La storia del Grande Torino: Maldo e Carla, quando l’amore è per sempre

La storia del Grande Torino: Maldo e Carla, quando l’amore è per sempre

Tocco di Mano / Quel gol al Portogallo di Ferreira, poi il viaggio di nozze sulla Topolino. Virgilio Maroso: il terzino granata più forte di sempre

Crosara di Marostica, cittadina in provincia di Vicenza, nota al mondo come la città degli scacchi: eh sì, perché nonostante non vi sia alcuna documentazione storica particolare, per tradizione negli anni i cittadini scendono in piazza e mettono in scena una partita di scacchi viventi.

Nessuno lo sa, ma da lì a breve quella cittadina del vicentino passerà alla storia come il luogo che ha partorito uno dei terzini più forti sempre: Virgilio Romualdo Maroso. Per gli amici, Maldo.

Virgilio Maroso arriva in Piemonte piccolissimo, quando la sua famiglia è costretta a spostarsi per motivi di lavoro. A 15 anni sgambetta tra le fila del Doglia, una squadretta del torinese. Ed è lì che viene notato Mario Sperone, ex calciatore granata, diventato poi un talent scout di successo.

Sperone fa la segnalazione, così parte una delle primissime ed estenuanti trattative della storia del calciomercato granata. É il gioco preferito di Ferruccio Novo, nel quale risulta sempre bravissimo: l’affare si chiude per la bellezza di sole 100lire. Volendo fare un paragone è come se l’Inter a suo tempo avesse comprato Maicon per circa 350euro, anziché 6 milioni.

Maroso passa quindi per le giovanili e viene mandato a farsi le ossa in prestito all’Alessandria. Il 14 ottobre del ’45 fa il suo esordio in granata: mica una partita come tutte le altre, no. Maroso fa il suo esordio nel derby contro la Juventus: la stracittadina più antica d’Italia. Un mese più tardi arriva la chiamata della Nazionale.

Maldo stupisce anche lì! La sua unica rete la realizzerà in quella maledetta sfida contro il Portogallo di Ferreira, la partita che aprì le porte all’amichevole tra Benfica e Torino. Ma il suo talento in azzurro venne fuori ben prima.
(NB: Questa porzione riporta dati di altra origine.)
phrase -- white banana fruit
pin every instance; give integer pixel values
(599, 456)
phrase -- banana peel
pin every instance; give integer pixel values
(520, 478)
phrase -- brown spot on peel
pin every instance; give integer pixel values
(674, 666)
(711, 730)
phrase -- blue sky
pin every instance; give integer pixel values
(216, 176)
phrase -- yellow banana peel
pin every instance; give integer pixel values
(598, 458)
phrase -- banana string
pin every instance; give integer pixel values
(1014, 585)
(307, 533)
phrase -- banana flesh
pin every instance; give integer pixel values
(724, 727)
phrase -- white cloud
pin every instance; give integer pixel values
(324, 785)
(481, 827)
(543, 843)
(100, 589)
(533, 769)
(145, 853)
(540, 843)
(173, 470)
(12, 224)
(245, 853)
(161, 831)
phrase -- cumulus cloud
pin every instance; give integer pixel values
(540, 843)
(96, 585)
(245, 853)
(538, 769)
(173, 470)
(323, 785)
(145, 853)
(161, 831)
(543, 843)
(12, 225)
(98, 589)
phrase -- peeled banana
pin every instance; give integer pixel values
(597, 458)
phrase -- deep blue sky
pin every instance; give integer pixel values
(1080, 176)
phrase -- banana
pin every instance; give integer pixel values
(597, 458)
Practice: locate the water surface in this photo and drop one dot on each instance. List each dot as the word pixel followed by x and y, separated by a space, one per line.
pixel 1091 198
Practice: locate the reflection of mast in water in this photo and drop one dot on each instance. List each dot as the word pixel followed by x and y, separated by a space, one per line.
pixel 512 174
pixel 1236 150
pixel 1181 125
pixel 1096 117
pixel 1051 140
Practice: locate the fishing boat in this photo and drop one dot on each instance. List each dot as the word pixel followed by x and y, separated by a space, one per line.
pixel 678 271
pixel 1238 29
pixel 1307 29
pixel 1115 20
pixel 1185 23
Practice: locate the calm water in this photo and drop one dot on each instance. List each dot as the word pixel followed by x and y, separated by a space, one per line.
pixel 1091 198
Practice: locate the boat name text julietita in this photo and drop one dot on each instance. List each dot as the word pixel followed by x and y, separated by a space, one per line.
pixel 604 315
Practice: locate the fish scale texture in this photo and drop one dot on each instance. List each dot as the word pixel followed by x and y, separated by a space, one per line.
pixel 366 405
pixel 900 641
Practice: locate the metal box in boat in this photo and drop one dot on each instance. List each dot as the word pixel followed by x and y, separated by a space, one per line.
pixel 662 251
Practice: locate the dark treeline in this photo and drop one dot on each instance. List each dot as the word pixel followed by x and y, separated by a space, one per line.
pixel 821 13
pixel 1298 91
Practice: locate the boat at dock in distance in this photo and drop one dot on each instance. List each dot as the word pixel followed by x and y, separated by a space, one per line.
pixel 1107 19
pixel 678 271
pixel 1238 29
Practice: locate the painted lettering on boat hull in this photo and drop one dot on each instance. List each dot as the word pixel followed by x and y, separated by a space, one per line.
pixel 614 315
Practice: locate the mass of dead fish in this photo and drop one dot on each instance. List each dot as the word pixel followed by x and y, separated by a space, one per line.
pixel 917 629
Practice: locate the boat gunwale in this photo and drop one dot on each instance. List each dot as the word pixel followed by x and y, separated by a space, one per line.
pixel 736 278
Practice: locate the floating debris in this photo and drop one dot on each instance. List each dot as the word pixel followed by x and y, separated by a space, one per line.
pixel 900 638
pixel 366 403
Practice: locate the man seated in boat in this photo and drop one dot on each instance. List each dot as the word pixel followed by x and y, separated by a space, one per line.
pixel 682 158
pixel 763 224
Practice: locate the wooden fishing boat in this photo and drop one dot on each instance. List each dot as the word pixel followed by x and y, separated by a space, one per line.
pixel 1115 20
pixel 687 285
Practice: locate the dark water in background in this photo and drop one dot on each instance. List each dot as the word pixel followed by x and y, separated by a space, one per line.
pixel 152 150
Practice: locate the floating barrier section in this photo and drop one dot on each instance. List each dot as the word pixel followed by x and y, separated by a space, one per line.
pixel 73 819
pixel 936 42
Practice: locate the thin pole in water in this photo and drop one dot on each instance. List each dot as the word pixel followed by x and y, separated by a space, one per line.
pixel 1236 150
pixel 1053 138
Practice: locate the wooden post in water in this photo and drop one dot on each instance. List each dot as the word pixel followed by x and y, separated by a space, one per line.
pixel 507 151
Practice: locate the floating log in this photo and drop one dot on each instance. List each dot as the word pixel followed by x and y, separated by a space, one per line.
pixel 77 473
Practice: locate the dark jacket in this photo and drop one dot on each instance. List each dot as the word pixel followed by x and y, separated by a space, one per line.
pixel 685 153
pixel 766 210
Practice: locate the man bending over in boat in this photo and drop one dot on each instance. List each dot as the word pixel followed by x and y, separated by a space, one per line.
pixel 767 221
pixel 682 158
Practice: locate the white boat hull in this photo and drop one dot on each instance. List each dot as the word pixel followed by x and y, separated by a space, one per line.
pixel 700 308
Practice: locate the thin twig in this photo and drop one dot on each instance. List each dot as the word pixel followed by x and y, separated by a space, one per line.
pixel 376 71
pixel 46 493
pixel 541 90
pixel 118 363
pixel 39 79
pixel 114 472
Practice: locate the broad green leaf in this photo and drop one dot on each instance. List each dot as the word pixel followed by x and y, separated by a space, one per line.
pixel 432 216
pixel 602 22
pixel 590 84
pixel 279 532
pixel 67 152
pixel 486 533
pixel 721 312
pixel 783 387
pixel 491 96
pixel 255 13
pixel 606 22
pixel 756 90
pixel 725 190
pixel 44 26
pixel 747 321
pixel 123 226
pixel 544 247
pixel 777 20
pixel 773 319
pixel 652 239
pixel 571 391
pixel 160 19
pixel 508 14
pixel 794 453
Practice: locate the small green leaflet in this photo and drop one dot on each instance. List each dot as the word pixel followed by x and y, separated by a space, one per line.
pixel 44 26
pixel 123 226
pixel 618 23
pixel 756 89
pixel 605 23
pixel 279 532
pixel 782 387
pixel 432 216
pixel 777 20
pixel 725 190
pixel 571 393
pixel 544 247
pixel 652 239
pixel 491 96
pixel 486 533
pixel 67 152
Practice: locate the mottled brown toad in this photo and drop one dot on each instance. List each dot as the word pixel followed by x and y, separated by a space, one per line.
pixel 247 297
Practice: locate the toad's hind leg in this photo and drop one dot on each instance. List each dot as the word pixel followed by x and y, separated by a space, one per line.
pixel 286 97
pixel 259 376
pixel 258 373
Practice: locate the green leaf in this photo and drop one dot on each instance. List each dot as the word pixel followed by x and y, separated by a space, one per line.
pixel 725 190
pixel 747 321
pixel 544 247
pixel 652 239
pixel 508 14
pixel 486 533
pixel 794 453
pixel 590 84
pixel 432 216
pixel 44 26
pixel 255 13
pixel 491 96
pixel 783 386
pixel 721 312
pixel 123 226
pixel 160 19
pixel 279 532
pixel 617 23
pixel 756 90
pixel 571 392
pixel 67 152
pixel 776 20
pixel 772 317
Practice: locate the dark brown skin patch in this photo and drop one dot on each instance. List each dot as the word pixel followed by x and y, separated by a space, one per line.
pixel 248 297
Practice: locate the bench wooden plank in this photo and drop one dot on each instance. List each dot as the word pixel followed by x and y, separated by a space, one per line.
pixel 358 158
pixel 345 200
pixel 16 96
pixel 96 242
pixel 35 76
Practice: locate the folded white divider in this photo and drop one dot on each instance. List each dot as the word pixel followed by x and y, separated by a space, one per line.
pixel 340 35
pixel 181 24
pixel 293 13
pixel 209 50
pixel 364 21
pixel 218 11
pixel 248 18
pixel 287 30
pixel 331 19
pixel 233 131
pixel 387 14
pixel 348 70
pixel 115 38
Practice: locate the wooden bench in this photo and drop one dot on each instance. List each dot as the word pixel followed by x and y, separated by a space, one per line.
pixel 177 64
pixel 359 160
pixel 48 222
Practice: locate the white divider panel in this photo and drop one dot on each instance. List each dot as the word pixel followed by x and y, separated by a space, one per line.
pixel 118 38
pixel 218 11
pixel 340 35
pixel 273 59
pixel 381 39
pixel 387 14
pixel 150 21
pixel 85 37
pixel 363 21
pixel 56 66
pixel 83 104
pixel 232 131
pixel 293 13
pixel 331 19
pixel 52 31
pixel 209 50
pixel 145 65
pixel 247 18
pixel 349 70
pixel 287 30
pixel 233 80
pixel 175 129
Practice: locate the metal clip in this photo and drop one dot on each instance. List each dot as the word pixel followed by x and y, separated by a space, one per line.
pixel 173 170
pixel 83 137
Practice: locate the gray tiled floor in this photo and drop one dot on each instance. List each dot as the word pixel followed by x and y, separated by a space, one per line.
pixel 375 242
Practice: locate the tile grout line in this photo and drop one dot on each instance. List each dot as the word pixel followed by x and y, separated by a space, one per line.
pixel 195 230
Basti pensare che quando l’Italia fu sconfitta dall’Austria per 5-1 a Vienna, negli spogliatoi capitan Parola raccolse il gruppo e disse: ”Abbiamo fatto schifo, abbiamo fatto veramente schifo. Tutti. Tutti tranne lui: Virgilio Maroso…”.

Qualche anno più tardi, sempre a Torino, Maroso trova anche l’amore. La bella Carla: un colpo di fulmine, decide di sposarla. Ma la bella Carla non è convinta, Maldo è sì un ragazzotto, umile, buono, corretto. Prende il tram numero 8 per andare agli allenamenti. Ma è pur sempre un calciatore. E allora come oggi, ne aveva di ragazze che gli ronzavano attorno.

Carla ci pensa e ci ripensa: una cosa è scendere in campo – e lì, massima affidabilità -, ma fare il marito è tutta un’altra faccenda. Ed è qui che torna prepotentemente in gioco il Commendator Ferruccio Novo: ”Carla, o lo sposa o lo lascia. Decida lei!”. 

Carla capisce di essere innamoratissima e a sua volta risponde: ”Sì, lo voglio”. Fiori d’arancio, viaggio di nozze a Diano Marina in sella ad una Topolino. Siamo nel giungo del 1948. Maldo e Carla ancora non lo sanno, il destino, un anno più tardi, busserà violentemente alla loro porta. 

Maroso parte con il gruppo alla volta di Lisbona: il terzino più forte del mondo non tornerà più…

Come diceva il maestro Montanelli: ”Gli eroi sono sempre immortali agli occhi di chi in essi crede. E così i ragazzi crederanno che il Torino non è morto: è soltanto “in trasferta”.